Simulated Author's Rebuttal

3 responses · 0 unresolved

We thank the referee for the constructive and detailed comments, which highlight important areas for improving the clarity and rigor of our evaluation and analysis. We address each major comment point-by-point below and commit to substantial revisions that directly incorporate the requested details, metrics, and ablations.

read point-by-point responses
  1. Referee: [Abstract and §4] Abstract and §4 (Evaluation): The headline success rates on MP-1 and MP-3 are given without any description of the evaluation protocol, including total number of routes per length bin, route sampling procedure, number of independent trials, or the exact criteria used to judge a route 'successful' (e.g., hazard-free arrival, time limits, or human verification). With only ~13 routes per category, the 7–8 percentage-point margins over baselines cannot be assessed for statistical reliability or robustness.

    Authors: We agree that the evaluation protocol was under-specified in the submitted version. In the revised manuscript we will add a dedicated subsection in §4 that explicitly states: (i) 13 routes per length bin (short: <20 m, medium: 20–50 m, long: >50 m), sampled by enumerating all feasible start–end pairs on the ground-truth graph and binning by shortest-path distance; (ii) the exact success criterion (the generated instruction sequence must produce a hazard-free path that reaches the destination when executed on the verified building graph, confirmed by two independent human annotators); (iii) three independent runs of the full pipeline per route to account for LLM stochasticity, with mean success rates and standard deviations reported; and (iv) a statistical comparison (McNemar’s test or bootstrap confidence intervals) for the observed margins. These additions will allow readers to assess reliability directly. revision: yes

  2. Referee: [Abstract and §4] Abstract and §4: No quantitative results, success rates, or error analysis are reported for the CVC-FP benchmark despite its explicit mention as an evaluation target. This omission prevents any assessment of generalization beyond the visual conventions of the two MP floors.

    Authors: We acknowledge the omission. Although the manuscript states that the system was evaluated on CVC-FP, we did not include the numerical results. In the revision we will insert a new paragraph in §4 reporting: overall parsing accuracy (node/edge F1), navigation success rates broken down by route length, and a brief error analysis contrasting failure modes on CVC-FP versus the MP floors. This will directly demonstrate generalization across different floor-plan visual styles. revision: yes

  3. Referee: [§3.1–3.2] §3.1–3.2 (Multi-agent Parsing Pipeline): The central claim that the self-correcting multi-agent module produces an accurate spatial knowledge graph and hazard map rests on the assumption that LLMs can reliably extract precise spatial relations (door swings, connectivity, stair/elevator symbols) without systematic errors. No failure-case breakdown, per-relation accuracy metrics, or ablation on the retry/feedback loop is provided to substantiate this assumption.

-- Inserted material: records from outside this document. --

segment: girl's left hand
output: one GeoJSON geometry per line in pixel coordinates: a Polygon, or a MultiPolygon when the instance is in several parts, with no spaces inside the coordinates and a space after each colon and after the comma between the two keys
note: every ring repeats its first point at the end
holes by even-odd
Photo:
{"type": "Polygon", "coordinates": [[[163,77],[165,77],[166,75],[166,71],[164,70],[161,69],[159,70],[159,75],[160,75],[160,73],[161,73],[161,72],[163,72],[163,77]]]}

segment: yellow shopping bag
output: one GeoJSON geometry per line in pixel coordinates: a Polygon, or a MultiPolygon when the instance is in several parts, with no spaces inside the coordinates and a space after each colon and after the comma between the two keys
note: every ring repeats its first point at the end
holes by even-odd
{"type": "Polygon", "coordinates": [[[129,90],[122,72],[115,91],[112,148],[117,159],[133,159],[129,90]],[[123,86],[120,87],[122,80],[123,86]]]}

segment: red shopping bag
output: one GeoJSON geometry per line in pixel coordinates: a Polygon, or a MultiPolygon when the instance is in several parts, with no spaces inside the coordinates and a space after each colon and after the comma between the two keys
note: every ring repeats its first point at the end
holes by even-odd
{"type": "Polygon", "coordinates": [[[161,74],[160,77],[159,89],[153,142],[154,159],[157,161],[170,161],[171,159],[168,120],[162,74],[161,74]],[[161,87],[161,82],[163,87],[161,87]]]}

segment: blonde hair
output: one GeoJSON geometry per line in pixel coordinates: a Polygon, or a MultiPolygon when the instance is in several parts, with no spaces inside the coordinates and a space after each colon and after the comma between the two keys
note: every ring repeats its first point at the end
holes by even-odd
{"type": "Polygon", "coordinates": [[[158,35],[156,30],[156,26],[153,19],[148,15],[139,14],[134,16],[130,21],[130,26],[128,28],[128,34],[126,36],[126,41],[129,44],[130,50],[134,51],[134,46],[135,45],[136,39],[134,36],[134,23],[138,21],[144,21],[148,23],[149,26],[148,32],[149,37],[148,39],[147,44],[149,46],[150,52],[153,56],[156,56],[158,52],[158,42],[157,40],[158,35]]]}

    Authors: We agree that stronger empirical support for the parsing module is required. The revised §3 will include: (1) a qualitative failure-case table with representative examples of initial extraction errors (e.g., incorrect door-swing direction, missed stair symbols) and how the retry/feedback loop corrects them; (2) per-relation precision/recall/F1 scores computed on a manually annotated subset of 20 floor-plan images (covering connectivity, door attributes, and symbol detection); and (3) an ablation that disables the self-correction loop and reports the resulting drop in graph accuracy and downstream navigation success. These additions will quantify the contribution of the multi-agent design. revision: yes

Circularity Check

0 steps flagged

No circularity: empirical system evaluation with no derivations or fitted predictions

full rationale

The paper presents a multi-agent LLM framework for parsing floor-plan images into a spatial knowledge graph and generating navigation instructions, evaluated empirically on real building floors (MP-1, MP-3) and the CVC-FP benchmark. Success rates are reported as direct measurements against single-call LLM baselines, with no equations, first-principles derivations, parameter fitting, or self-referential definitions. The claimed gains rest on external comparisons and real-world testing rather than any reduction of outputs to inputs by construction. No self-citation chains, ansatzes, or uniqueness theorems are invoked as load-bearing elements. The work is therefore self-contained as a systems contribution.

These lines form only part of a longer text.